For many reasons, Tartan holds an important place in the hearts of Scots. The woven material is thought to date back to the 3rd or 4th century in Scotland but could have possibly even been used thousands of years earlier in other countries. Come the 18th century, certain weaves of tartan were given names that represented Scottish clans and local towns as a bit of a marketing ploy, but since then, these tartans have actually become associated with their namesake clans.
Even now, tartan is still an important fabric in the world of textiles, used to create a wide range of items, most particularly clothes. They are still used to make the traditional Scottish kilts, but one of its most common uses is in school uniforms. Many of our students wear tartan skirts every day during the school year, and just like the Scottish clans, the tartans our cherubs wear create a sense of belonging and community at school.
We can pass on this rich history of tartan to our cherubs by having them use tartans in our textiles classrooms. A fun tartan project your textiles class could participate in is making tartan scrunchies using the fabric of your school’s uniform. Follow this super simple step-by-step Tartan Day scrunchie project.
Step-by-Step Tartan Scrunchie
- Material. See if you can source fresh fabric from your school’s uniform supplier, or alternatively, ask current and former students to donate their unneeded school skirts.

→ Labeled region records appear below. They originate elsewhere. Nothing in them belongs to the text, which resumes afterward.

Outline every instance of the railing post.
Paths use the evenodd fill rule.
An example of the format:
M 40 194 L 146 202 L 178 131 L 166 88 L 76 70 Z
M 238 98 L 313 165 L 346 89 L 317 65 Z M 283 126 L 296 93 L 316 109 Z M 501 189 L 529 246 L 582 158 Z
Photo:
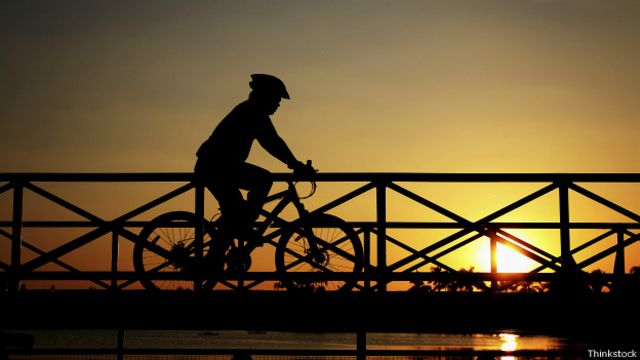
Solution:
M 377 231 L 377 266 L 378 276 L 387 275 L 387 186 L 386 181 L 379 181 L 376 184 L 376 226 Z M 378 291 L 386 291 L 386 281 L 378 282 Z
M 573 271 L 576 268 L 576 262 L 571 255 L 569 186 L 566 179 L 563 179 L 558 184 L 558 192 L 560 203 L 560 258 L 562 260 L 562 270 Z
M 496 240 L 496 233 L 489 231 L 489 251 L 491 252 L 491 291 L 495 291 L 498 288 L 498 282 L 496 281 L 496 274 L 498 273 L 498 241 Z
M 204 244 L 204 186 L 202 184 L 196 184 L 195 187 L 195 243 L 196 243 L 196 258 L 202 260 L 204 257 L 203 244 Z M 195 282 L 195 290 L 202 290 L 202 280 Z
M 22 261 L 22 218 L 24 185 L 17 181 L 13 185 L 13 220 L 11 230 L 11 281 L 9 291 L 16 294 L 20 288 L 20 266 Z
M 118 231 L 113 230 L 113 236 L 111 237 L 111 290 L 118 289 L 118 260 L 120 253 L 120 236 Z
M 371 290 L 371 280 L 369 278 L 371 274 L 371 229 L 363 228 L 362 234 L 364 236 L 363 240 L 363 257 L 364 257 L 364 290 L 365 292 L 369 292 Z
M 616 257 L 613 263 L 614 289 L 622 290 L 624 286 L 624 230 L 618 228 L 618 243 L 616 248 Z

- Thread. Try to use a colour that is similar to your school uniform.
- Fabric scissors.
- Sewing machine.
- Dressmaker pins.
- Safety pin.
- 5mm elastic.
- Cut the elastic to a 20cm long piece.
- Cut a strip of fabric measuring 7.5cm by 55cm and fold the shorter sides in 0.5cm, forming a crease on each end.
- Fold the strip of fabric in half, matching the long sides.
- Use a dressmaker pin to pin the elastic to one of the short ends.
- Sew across the short end of the fabric, leaving a 0.6cm allowance for the seam. Pivot once you reach the corner and sew down the long side.
- Backstitch or lock the stitching along each end of the seam.
- Pin the safety pin to the loose end of the elastic and turn out the fabric so that the elastic is now on the inside.
- Pull the loose end of the elastic out from inside the fabric, pushing the fabric and bunching it together as you pull out the elastic.
- Sew the loose piece of elastic to the other end of the elastic.
- Feed the now stitched together elastic into the open end of the fabric, sew a seam and backstitch to secure it.